We were making frozen lasagna the other day. The kind that you just stick in the oven for 60-75 minutes and dinner is ready. But do you take it out at 60 minutes? 65? 70? In my experience, those lasagnas always take longer than the high end of what it says on the packaging, yet for us, it’s still a minimum 30 minute process of taking it out of the oven to check, letting the hot air in the oven pour out, putting it back in and repeating that process 5 times (with a cooler oven) until you’re sick of waiting and just take it as is whether done to perfection or not. Really, it would be best to be patient, give it the full 75 minutes and then a few extra outside the oven to simmer before judging whether or not it’s ready to eat. Put it in the oven once, take it out once and make just two trips to and from the kitchen from start to finish. It would be much faster that way, and all you have to do is wait a little longer.

It’s funny that waiting longer can make eating lasagna faster and easier. Trying to rush a process rarely makes a process faster. Personally, I loath being in a rush. I’d rather be in a pickle than be in a rush. When you’re in a rush, you’re thinking more about the timeline than the task at hand, therefore you have a hard time giving the task the attention it more often than not needs. If I try to rush the process of cleaning up my lasagna and associated dishes, I may save myself 90 seconds, but I may also break a dish and I may also have to mop the floor and clean the entire counter top too. If I don’t rush, I take my time and clean and put things away without even thinking about the timeline, it takes me 90 seconds longer, but when I’m done I’m done, and in the morning I have the same number of non-broken dishes.

I like to call it the 1.5 second rule. Always take an extra one and a half seconds to complete simple things around the office, the house, the car or the computer. Things are less likely to get broken, you’re less likely to hurt yourself, less likely to be in an accident and less likely to make an untimely mistake. It applies to everything. Before I lift the bar off the rack to squat, I take an extra 1.5 seconds to make sure my hands are in perfect position. Before I send a 7 word text, I take an extra 1.5 seconds to make sure it actually says what I want it to without any confusing typos. People, take an extra 1.5 seconds to look around before you pull out of your parking spot. It’s so simple, but it requires you to not be in a rush.

For some reason, we place a high value on speed to complete tasks. I think speed should be replaced with efficiency. Being fast doesn’t necessarily mean being efficient, but being efficient is nearly always fast. There’s a saying used by many in business (not that many unfortunately) and even in the Navy Seals that reads “slow is smooth and smooth is fast”. Put differently, fast isn’t good unless it’s smooth, and smooth is slow.
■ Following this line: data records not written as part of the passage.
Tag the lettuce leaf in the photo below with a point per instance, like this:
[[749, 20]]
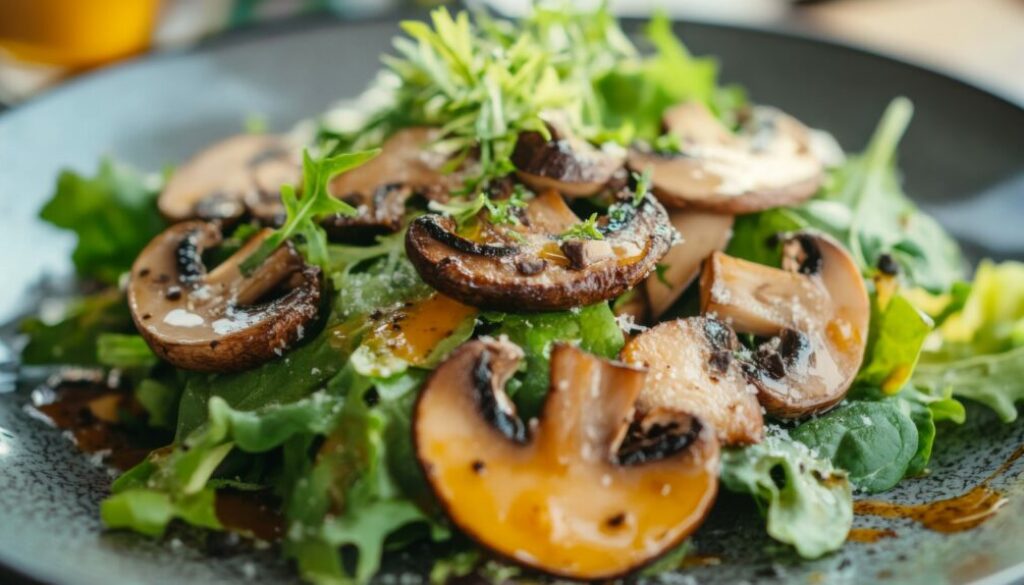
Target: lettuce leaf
[[594, 328], [74, 339], [114, 215], [807, 502], [896, 335]]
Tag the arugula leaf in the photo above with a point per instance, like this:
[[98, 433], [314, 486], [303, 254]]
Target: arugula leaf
[[875, 442], [808, 503], [299, 374], [995, 380], [119, 350], [594, 328], [302, 215], [896, 335], [74, 339], [350, 477], [114, 215]]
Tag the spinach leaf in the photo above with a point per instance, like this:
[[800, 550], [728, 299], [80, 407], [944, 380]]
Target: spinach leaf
[[875, 442], [896, 335], [114, 215], [807, 502]]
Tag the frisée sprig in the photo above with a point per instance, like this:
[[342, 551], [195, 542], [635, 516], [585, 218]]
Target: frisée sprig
[[304, 213]]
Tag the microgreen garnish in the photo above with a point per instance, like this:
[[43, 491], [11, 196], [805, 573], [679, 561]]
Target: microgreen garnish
[[303, 214], [642, 189], [586, 230]]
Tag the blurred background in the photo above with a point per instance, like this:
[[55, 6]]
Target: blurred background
[[46, 42]]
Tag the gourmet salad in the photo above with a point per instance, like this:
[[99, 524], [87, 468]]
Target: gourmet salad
[[531, 301]]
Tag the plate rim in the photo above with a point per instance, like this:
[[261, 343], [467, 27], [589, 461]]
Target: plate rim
[[15, 572]]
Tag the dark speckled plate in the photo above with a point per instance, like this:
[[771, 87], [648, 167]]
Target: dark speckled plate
[[964, 159]]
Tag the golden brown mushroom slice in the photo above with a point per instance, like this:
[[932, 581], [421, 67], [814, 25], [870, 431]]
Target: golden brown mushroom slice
[[770, 163], [380, 189], [219, 321], [240, 174], [535, 267], [702, 234], [691, 368], [588, 493], [565, 163], [814, 311]]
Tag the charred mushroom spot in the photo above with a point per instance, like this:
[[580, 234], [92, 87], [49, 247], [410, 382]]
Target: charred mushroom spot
[[769, 163], [506, 423], [220, 321], [692, 370], [511, 508], [812, 315], [487, 272], [646, 443]]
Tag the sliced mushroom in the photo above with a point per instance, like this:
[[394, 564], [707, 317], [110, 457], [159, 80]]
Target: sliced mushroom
[[701, 234], [380, 189], [691, 369], [814, 311], [219, 321], [531, 266], [584, 494], [770, 163], [565, 163], [240, 174]]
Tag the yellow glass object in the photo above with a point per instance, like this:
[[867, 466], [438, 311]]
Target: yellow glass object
[[76, 33]]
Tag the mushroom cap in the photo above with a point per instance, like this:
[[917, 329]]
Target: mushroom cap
[[218, 321], [226, 179], [690, 368], [770, 163], [565, 163], [589, 494], [702, 233], [380, 187], [814, 311], [537, 269]]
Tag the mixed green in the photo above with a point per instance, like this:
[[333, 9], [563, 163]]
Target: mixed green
[[325, 429]]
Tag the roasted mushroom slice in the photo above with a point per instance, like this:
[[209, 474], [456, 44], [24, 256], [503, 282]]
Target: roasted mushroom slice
[[219, 321], [587, 493], [691, 369], [567, 164], [240, 174], [380, 189], [769, 163], [532, 267], [814, 311], [701, 234]]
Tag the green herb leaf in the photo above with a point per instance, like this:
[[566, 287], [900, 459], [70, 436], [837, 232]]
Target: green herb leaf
[[304, 214], [594, 328], [114, 215], [808, 503], [586, 230]]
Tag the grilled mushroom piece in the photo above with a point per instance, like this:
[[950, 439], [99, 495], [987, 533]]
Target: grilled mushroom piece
[[380, 189], [224, 181], [220, 321], [566, 163], [531, 266], [814, 312], [691, 369], [589, 492], [702, 234], [770, 163]]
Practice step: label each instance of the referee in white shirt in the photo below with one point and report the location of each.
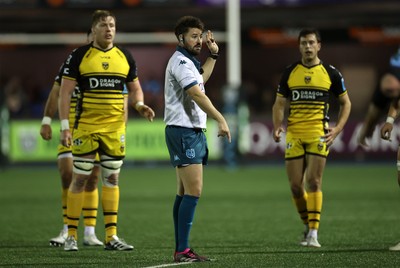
(186, 110)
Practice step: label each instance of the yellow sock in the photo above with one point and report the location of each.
(301, 205)
(314, 207)
(90, 205)
(110, 202)
(64, 195)
(74, 209)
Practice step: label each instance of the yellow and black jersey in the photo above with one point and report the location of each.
(308, 90)
(102, 77)
(74, 96)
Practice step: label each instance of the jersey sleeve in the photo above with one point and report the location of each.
(133, 73)
(338, 87)
(283, 87)
(183, 73)
(71, 65)
(380, 100)
(57, 79)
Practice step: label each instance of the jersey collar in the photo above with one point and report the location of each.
(190, 57)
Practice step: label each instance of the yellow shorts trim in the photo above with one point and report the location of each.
(88, 142)
(298, 147)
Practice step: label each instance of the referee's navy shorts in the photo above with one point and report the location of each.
(186, 145)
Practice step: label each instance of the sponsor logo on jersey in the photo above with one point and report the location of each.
(190, 153)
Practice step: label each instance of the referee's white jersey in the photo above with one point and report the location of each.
(183, 72)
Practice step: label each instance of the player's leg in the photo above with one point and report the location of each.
(90, 206)
(83, 163)
(82, 168)
(295, 167)
(314, 172)
(175, 211)
(188, 153)
(191, 177)
(111, 163)
(64, 163)
(295, 171)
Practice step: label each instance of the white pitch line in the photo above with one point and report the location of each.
(168, 265)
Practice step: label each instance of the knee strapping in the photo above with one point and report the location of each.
(83, 166)
(110, 166)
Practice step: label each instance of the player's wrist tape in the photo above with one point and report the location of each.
(390, 120)
(138, 105)
(213, 55)
(64, 124)
(46, 120)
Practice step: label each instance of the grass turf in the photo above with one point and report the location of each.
(245, 218)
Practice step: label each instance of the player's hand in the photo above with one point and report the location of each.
(364, 136)
(331, 134)
(66, 138)
(223, 131)
(211, 44)
(147, 112)
(45, 132)
(386, 131)
(362, 140)
(277, 134)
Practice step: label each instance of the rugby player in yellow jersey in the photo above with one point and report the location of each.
(64, 161)
(102, 71)
(307, 84)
The point is this: take an extra moment to do everything you do. What’s your hurry? The Tasmanian Devil is super fast, but he leaves a terrible mess behind him everywhere he goes. Being fast down a straightaway means nothing for a Formula One driver if he can’t be smooth around the turns.
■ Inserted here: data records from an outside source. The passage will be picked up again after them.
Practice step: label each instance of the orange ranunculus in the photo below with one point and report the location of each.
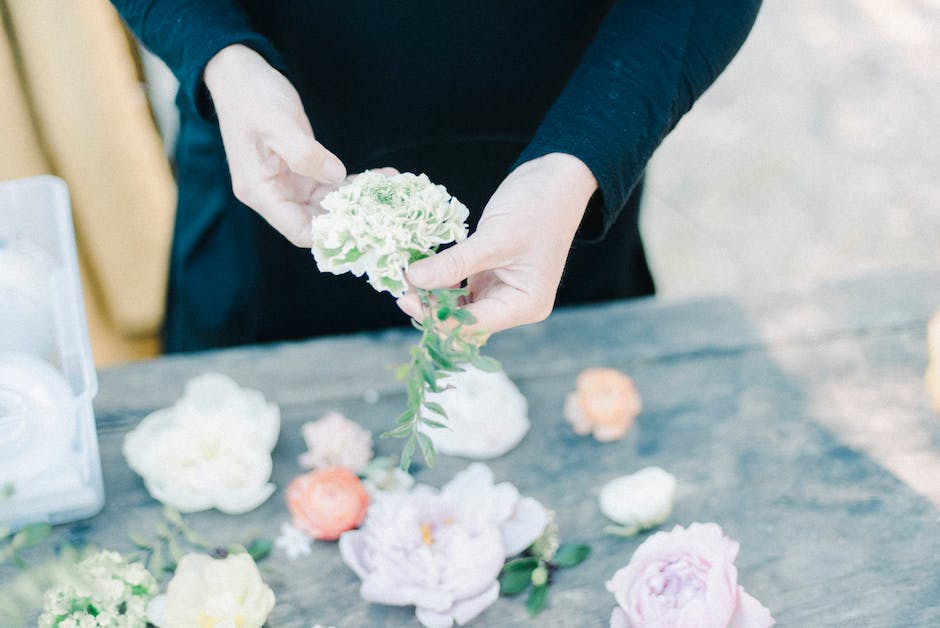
(327, 502)
(604, 404)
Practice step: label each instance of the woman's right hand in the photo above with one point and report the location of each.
(278, 168)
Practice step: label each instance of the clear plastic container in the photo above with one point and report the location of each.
(50, 469)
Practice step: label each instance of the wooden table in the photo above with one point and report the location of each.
(763, 408)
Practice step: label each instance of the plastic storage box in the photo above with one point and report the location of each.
(50, 469)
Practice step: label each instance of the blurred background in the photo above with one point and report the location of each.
(816, 155)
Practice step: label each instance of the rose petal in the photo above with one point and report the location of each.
(750, 613)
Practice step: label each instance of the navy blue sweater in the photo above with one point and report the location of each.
(462, 92)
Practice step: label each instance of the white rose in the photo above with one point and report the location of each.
(211, 449)
(639, 501)
(214, 592)
(486, 415)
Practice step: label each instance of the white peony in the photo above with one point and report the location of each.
(211, 449)
(219, 592)
(639, 501)
(335, 441)
(378, 225)
(442, 551)
(486, 415)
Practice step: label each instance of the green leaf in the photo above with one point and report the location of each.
(407, 453)
(464, 317)
(485, 363)
(434, 424)
(399, 432)
(514, 582)
(536, 600)
(259, 549)
(427, 448)
(527, 564)
(408, 416)
(571, 555)
(436, 408)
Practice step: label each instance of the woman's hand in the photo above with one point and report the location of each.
(278, 168)
(514, 261)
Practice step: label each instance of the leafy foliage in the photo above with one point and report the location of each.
(446, 347)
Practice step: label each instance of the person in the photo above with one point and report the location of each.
(540, 115)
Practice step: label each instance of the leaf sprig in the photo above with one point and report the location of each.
(536, 570)
(446, 347)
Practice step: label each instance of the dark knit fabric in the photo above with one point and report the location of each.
(463, 92)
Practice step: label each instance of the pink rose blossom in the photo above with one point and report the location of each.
(685, 578)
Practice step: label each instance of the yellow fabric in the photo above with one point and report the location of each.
(71, 87)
It’s one of those counter intuitive ideas that you have to observe to buy in to. Let me tell you this, you don’t see the fittest people in the gym doing the 20 minute HIIT workouts. It’s too rushed, it’s too intense, your muscles barely have time to warm up before you’re done and there’s nothing smooth about it (I don’t mean to discredit HIIT workouts, they have a valuable time and place, but they won’t get you the best results). The best outcomes are the result of intentional, thoughtful action, the kind that takes just a bit of extra time, so stop rushing through everything you do. Quality beats quantity 10 times out of 10. You might not see it immediately, but if you form the pattern of slow is smooth and smooth is fast, you’ll see your potential go through the roof. Take the extra second.